Todo esos arrestos, quizás, se podían apaciguar con el éxito. Pero no. Los pentacampeones cayeron. Fueron derrotados en medio de la vergüenza, de la confusión. Los siete tantos de Alemania fueron casi una burla. No podría haber sido peor. Y por eso, cuando la derrota se hacía inminente, Brasil estalló.
Poco a poco, a medida que los teutones marcaban un gol tras otro, los brasileños, afuera, trataban de reponerse del desconcierto. Algunos, tal vez acordándose de los dilemas que trajo consigo la fiesta del fútbol, reaccionaron con furia. Con un odio que, además, no podía desprenderse del Maracanazo, aquella maldición que desde la inauguración misma andaba rondando por las calles de las grandes ciudades.
En Belo Horizonte, por ejemplo, donde la tristeza se hacía inconmensurable, empezaron las riñas mucho antes de que algunos abandonaran el estadio evitando el rubor. Hubo varias peleas callejeras y doce detenidos. Eso, sin contar que en el Mineirão hubo no pocos expulsados que descargaron su rabia contra las rejas, contra las paredes, contra las sillas.
En São Paulo, la ira fue a parar contra quince buses de la empresa municipal de transportes. Éstos, aparcados, fueron incendiados por una turba colérica. Otro grupo, en el barrio Sapopemba, obligó a bajar a los pasajeros de un vehículo y también le prendió fuego. En Salvador, el FanFest de la Fifa fue suspendido. En Recife abundaron los gases lacrimógenos para dispersar las peleas entre aficionados durante el partido. En Curitiba, 15 autobuses fueron apedreados y uno incendiado. Y en Río, en la playa de Copacabana, arrestaron a tres personas y corrió el rumor de un asalto colectivo. Allí incluso hubo un muerto.
Y ese apenas fue el principio. Algunos medios, que ayer en sus portadas titularon con indignación —“Masacrados”, se podía leer en unos, “Humillados” en otros—, también hicieron conjeturas sobre el futuro. Del sentimiento que se regaba por todo la nación, de la frustración que ya no era sólo deportiva. La organización de este torneo fue, como lo anunciaron desde antes de que arrancara el Mundial, un error que más allá de la goleada, del mal papel de un grupo de jóvenes que se olvidaron del jogo bonito, dejó tambaleando las arcas públicas.
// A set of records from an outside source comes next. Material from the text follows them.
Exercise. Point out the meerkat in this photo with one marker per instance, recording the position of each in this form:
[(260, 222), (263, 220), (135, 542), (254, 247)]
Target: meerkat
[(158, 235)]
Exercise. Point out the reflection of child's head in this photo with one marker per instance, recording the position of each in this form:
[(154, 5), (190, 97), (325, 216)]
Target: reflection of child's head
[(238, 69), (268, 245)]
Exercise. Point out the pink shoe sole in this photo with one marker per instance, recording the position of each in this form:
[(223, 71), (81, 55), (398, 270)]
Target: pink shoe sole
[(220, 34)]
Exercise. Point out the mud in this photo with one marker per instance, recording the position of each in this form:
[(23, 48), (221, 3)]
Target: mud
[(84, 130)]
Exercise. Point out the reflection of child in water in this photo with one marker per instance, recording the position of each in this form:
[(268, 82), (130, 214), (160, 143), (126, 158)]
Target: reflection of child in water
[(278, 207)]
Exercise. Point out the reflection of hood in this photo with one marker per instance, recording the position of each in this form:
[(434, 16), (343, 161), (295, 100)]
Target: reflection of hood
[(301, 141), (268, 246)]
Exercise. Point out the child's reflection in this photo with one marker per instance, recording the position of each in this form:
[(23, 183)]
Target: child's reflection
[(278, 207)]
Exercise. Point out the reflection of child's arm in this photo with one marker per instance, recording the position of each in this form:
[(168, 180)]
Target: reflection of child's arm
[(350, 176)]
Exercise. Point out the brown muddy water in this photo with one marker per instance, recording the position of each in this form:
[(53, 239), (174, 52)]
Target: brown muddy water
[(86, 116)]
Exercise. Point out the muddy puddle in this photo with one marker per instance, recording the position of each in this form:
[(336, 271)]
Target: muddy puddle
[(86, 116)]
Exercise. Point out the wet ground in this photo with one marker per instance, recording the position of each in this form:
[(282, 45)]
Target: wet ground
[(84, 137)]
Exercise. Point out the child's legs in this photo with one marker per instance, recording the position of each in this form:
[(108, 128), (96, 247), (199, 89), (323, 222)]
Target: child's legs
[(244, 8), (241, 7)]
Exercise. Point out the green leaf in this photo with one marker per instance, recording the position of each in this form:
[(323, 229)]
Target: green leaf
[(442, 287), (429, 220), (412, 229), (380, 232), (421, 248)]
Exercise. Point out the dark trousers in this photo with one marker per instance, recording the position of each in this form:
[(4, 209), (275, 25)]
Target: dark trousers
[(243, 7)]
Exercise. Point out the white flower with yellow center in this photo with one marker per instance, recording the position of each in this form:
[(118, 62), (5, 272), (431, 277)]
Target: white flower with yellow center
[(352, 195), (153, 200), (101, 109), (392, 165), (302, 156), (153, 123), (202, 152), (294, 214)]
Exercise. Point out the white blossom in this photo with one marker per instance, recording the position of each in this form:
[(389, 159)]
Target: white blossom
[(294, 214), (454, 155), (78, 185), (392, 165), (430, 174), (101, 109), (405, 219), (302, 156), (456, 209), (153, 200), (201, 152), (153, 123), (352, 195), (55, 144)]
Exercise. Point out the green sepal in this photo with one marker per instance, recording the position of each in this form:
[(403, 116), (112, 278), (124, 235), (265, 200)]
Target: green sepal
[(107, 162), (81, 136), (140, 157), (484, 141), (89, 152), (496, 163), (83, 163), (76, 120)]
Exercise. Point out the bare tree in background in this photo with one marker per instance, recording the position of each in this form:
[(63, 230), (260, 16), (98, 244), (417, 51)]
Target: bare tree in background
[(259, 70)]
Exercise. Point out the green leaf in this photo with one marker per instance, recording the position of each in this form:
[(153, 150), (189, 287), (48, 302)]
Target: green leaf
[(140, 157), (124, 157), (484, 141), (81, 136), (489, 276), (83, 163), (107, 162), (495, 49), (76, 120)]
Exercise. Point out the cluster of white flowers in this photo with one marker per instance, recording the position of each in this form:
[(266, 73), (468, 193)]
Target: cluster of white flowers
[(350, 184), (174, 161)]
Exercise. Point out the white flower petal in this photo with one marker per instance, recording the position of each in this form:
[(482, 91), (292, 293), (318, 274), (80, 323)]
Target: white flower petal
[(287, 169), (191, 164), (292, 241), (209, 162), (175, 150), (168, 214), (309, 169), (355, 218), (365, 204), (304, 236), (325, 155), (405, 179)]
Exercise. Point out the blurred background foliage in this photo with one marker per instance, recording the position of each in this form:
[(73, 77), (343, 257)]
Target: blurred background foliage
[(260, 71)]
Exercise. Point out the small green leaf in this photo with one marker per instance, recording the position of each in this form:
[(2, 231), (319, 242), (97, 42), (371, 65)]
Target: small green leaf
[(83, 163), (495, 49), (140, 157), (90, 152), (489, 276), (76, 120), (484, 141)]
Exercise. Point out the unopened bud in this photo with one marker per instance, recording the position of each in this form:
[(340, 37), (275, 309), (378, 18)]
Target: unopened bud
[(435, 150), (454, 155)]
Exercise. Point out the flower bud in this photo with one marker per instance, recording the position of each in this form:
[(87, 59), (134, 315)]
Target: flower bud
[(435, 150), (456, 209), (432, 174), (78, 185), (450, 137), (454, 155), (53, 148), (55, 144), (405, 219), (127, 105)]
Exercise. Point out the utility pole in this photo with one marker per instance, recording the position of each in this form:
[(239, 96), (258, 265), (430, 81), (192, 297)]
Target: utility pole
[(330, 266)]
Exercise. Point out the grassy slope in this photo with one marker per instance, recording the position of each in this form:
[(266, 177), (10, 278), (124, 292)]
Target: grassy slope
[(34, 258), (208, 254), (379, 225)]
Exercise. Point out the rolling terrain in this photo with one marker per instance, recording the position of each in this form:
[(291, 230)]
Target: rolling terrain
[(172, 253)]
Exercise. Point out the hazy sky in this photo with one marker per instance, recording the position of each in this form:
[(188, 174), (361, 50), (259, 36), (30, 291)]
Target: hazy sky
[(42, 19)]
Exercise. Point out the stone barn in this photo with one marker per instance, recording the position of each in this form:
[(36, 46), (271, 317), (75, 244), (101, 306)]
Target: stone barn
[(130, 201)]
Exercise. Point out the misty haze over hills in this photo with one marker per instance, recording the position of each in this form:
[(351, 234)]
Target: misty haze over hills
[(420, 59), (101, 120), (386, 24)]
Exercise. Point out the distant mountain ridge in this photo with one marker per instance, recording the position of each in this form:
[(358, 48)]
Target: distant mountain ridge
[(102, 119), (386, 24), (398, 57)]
Ahora, como sucedió apenas arrancó este proceso, la oposición política, valiéndose de esta derrota que borra de un tajo la persecución eterna a Moacyr Barbosa —el portero brasileño del Maracanazo—, volverá para exacerbar los ánimos y aprovechar las cámaras internacionales. Para recordar que en octubre serán las elecciones presidenciales y que Dilma Rousseff volverá a ser candidata.